A Meteorite Watch: The Art of Wearing a Fragment of a Star.
At Antoine Preziuso Geneva, meteorite is not just a stylistic effect: it is a living material, coming from the cosmos, shaped by time and fire over billions of years. A meteorite watch is more than a timepiece: it is a piece of the universe, captured on your wrist.
A Material Born Before Earth, Shaped by Infinity.
The meteorites used by the House come from asteroids formed long before our planet.Composed mainly of iron and nickel, they reveal a natural pattern called Widmanstätten structures, which cannot be reproduced artificially. These geometric lines are the cosmic signature of each piece: no two meteorite watches are alike.






The Unique Expertise of Antoine Preziuso Geneva. One of the few watchmakers in the world to master meteorite. Meteorite is a demanding, capricious, almost unpredictable material. However, for over 30 years, Antoine and Florian Preziuso have learned to understand, respect and enhance it. The Maison was one of the first to create: unique pieces crafted entirely from meteorite, watches combining meteorite and fine jewellery and special commissions for collectors. This is a skill that few watchmakers have mastered today.

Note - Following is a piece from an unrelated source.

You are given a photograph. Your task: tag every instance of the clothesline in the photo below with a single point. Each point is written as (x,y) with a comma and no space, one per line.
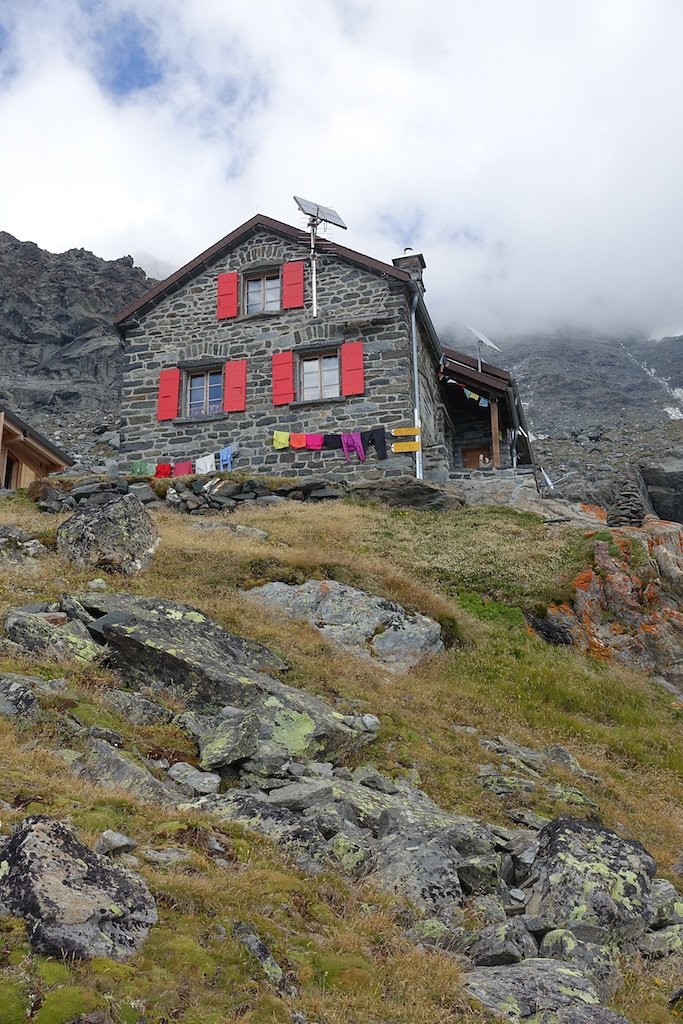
(354,441)
(221,460)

Why Choose a Meteorite Watch? Its absolute uniqueness: no pattern is ever repeated. Its extreme rarity: each fragment is limited by nature. Its emotional value: wearing a fragment of a star. Its living material: shaped over billions of years. Its raw yet poetic elegance: a meteorite watch is a work of art, a piece of the sky, an intimate experience.
A meteorite watch is never reproduced. It is chosen, crafted, worn. Like a fragment of eternity.

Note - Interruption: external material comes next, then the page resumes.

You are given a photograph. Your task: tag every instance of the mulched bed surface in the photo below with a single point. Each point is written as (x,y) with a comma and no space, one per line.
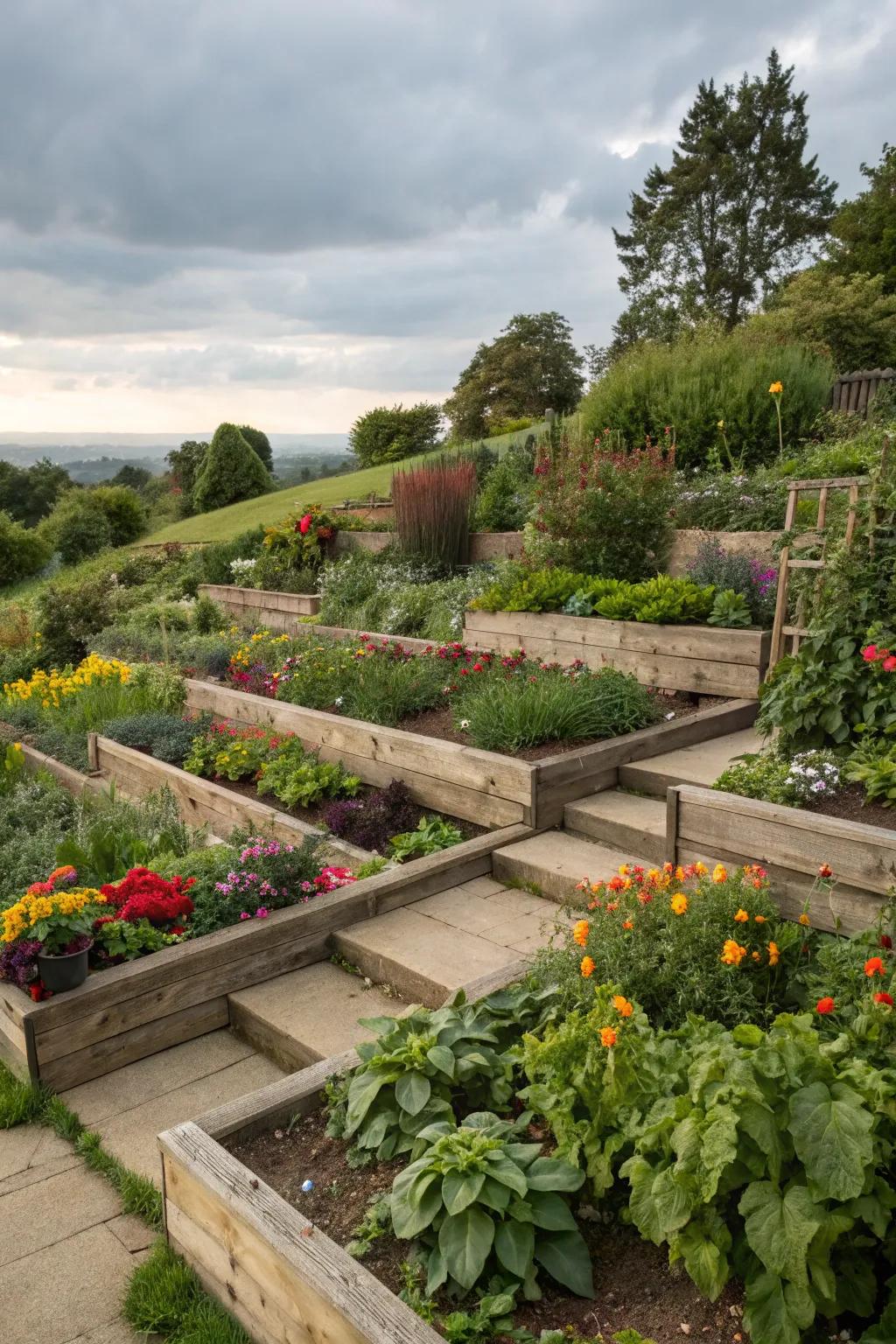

Every meteorite has its own inimitable composition and character: here’s a close-up look at the two “favourites” used by Antoine Preziuso.
Location: Great Namaqualand, Namibia, Africa. Latitude 25 degrees 20 minutes South, Longitude 18 degrees East.
Structural Class: Fine octahedrite, Of class, Widmanstatten bandwidth 0.3 ±0.5 mm.
Time of Fall/Discovery: Believed to have fallen in prehistoric times. The Gibeon Meteorite was first reported by Capt. J.E. Alexander in 1838.
Chemical composition: mostly ferrous iron (around 90%), along small quantities of cobalt, phosphorous and Germanium.
Only a very few individual pieces of Munionalusta have been found over the past 100 years in the region called with the same name in Lapland in the North of Sweden, 140 km north of the Arctic Circle. It is both rare and hard to locate because it is scattered among a number of glacier sediments.
Location: Muonionalusta, Sweden, Europe. Latitude 67degrees 54 minutes North, Longitude 23 degrees 34 East
Structural Class: Fine IV A class octahedrite, Widmanstatten bandwidth: 0.3 mm
Time of fall/discovery: Unknown fall, estimated at more than 800,000 years ago,
first found by children in 1906
Chemical composition: Muonionalusta meteorite is mainly composed of ferrous iron.